A l’époque où je suivais des cours de dessin industriel à Zurich, il y a eu une grande exposition et rétrospective de cinéma organisée par Freddy Buache. J’ai pu voir tous les grands films de l’histoire du cinéma sur une période assez courte. Avant, je n’y connaissais rien et je suis rentré dans le cinéma comme une sorte de Kaspar Hauser. Les films de Flaherty, Nanouk l’Esquimau et L’Homme d’Aran, m’ont particulièrement marqué comme une fenêtre par laquelle j’ai pu entrer dans le cinéma. Le mélange qu’il opère entre fiction et documentaire m’a montré qu’avec les moyens que j’avais, qui étaient nuls, c’était quelque chose que je pouvais réaliser. Alors que le cinéma hollywoodien était quelque chose d’inaccessible. Je faisais de la photo, de la musique, je peignais. Ce à quoi je pouvais m’identifier n’était pas le vernis hollywoodien, mais un art qui engloberait tout, un art total. Il faut voir ça dans le contexte des années 60 qui connaissaient une grande effervescence dans les arts, notamment en peinture avec l’action painting, le tachisme. Et le cinéma n’était qu’un aspect de cette ambiance.
Cette influence de Flaherty n’apparaît dans vos films que bien plus tard, tandis que votre période expérimentale est placée sous le double signe du surréalisme et de l’underground américain.

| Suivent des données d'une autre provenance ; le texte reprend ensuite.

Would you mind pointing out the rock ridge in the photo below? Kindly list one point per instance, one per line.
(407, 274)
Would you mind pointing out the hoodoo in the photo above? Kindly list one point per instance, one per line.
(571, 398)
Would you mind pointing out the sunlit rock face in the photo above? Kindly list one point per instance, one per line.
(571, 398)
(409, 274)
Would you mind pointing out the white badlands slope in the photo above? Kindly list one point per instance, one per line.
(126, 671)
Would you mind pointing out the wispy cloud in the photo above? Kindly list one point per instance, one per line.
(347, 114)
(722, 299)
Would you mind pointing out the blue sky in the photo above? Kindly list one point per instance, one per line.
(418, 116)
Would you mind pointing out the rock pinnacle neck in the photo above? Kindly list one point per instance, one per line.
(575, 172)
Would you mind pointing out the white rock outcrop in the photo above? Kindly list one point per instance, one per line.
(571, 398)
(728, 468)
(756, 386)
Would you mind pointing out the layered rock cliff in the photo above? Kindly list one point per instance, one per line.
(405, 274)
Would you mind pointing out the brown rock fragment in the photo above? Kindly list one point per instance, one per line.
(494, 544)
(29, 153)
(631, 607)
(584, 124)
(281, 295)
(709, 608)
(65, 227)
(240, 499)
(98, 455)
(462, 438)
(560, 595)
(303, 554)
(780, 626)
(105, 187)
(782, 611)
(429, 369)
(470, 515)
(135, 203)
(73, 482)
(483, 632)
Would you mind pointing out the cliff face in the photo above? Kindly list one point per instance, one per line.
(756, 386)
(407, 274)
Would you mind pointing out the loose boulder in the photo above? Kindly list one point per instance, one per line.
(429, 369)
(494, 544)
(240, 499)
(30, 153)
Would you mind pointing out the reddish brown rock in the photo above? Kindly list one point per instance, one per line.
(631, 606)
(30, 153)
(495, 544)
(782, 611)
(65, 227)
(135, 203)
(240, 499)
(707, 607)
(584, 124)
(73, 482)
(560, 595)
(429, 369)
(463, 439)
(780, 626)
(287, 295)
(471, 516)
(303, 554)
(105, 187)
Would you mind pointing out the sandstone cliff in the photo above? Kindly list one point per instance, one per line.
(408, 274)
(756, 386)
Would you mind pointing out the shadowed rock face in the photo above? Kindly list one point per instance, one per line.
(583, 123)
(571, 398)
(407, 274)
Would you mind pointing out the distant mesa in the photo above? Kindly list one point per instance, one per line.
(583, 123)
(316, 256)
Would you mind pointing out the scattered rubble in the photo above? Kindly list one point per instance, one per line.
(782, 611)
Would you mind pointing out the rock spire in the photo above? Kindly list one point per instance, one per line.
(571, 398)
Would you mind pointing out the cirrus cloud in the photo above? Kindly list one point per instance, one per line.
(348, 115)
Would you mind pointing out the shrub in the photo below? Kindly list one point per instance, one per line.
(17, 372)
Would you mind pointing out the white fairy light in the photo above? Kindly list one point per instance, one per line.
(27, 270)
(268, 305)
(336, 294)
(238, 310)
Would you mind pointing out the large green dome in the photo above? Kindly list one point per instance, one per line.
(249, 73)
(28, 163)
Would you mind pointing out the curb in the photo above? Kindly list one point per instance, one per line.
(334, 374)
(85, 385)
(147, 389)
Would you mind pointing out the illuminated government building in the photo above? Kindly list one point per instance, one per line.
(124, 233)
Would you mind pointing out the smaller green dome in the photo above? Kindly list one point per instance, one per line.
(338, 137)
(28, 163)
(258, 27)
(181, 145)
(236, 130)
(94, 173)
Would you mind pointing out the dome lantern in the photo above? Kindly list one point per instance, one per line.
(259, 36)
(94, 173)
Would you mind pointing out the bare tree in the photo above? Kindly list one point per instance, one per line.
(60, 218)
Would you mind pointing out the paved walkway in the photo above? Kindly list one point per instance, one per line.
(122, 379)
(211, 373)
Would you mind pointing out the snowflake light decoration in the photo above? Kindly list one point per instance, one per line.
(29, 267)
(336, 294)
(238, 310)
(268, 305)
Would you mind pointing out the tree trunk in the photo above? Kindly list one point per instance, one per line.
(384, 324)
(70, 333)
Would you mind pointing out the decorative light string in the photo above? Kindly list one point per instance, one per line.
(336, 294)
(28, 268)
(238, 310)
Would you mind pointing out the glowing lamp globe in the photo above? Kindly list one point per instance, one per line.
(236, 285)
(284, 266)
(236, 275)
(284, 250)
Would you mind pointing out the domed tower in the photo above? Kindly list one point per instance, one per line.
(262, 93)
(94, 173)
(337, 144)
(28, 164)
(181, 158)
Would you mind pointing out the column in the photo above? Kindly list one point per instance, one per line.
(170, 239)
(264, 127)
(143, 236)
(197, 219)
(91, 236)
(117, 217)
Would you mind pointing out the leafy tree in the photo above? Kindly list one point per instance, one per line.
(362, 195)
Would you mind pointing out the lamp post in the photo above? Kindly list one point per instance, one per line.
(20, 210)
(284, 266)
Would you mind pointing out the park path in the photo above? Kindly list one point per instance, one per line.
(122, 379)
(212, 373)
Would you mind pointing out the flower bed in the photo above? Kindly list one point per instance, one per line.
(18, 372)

Oui, ça m’a rattrapé lorsque j’ai commencé à faire des documentaires. En fait, au début, je voulais apprendre le métier et je refusais de faire une école de cinéma. Je n’aime pas l’école. Chaque film que je faisais était une expérimentation d’un aspect du cinéma, c’était un apprentissage, je ne les faisais pas pour un public. Ces films se faisaient avec des amis, sans argent et en un week-end.
Un de vos premiers films, Sylvan, est un hommage au cinéma, on y assiste à une étrange collision entre Dreyer et Hitchcock.
C’est un mélange d’hommage et d’imitation car j’ai fait ce film à l’époque où je vivais à Paris et que je voyais quatre films par jour à la Cinémathèque j’étais imbibé de cinéma à ce moment-là. Ma seule école de cinéma fut le cinéma. Ce que l’on peut voir sous le titre de Sylvan n’est qu’une petite partie d’un film de quatre heures dont je suis le seul à posséder la copie. Dans Sylvan, un seul personnage joue cinq rôles et je voulais donner l’illusion, par le découpage, qu’il y ait cinq personnages présents en même temps.
Vous êtes un Suisse Allemand. Dans les années 70, vous sentiez-vous en phase avec le jeune cinéma allemand ?
Je ne pense pas avoir une parenté d’âme avec le cinéma allemand, bien que j’aime beaucoup certains films comme le Kaspar Hauser d’Herzog. Outre Flaherty, Buñuel a été l’une de mes influences majeures. J’étais très révolté par la religion, par mon éducation, et Buñuel m’a aidé à me détacher de ça. L’autre père fut Fellini, qui m’a aussi permis de me libérer de cette lourdeur catholique.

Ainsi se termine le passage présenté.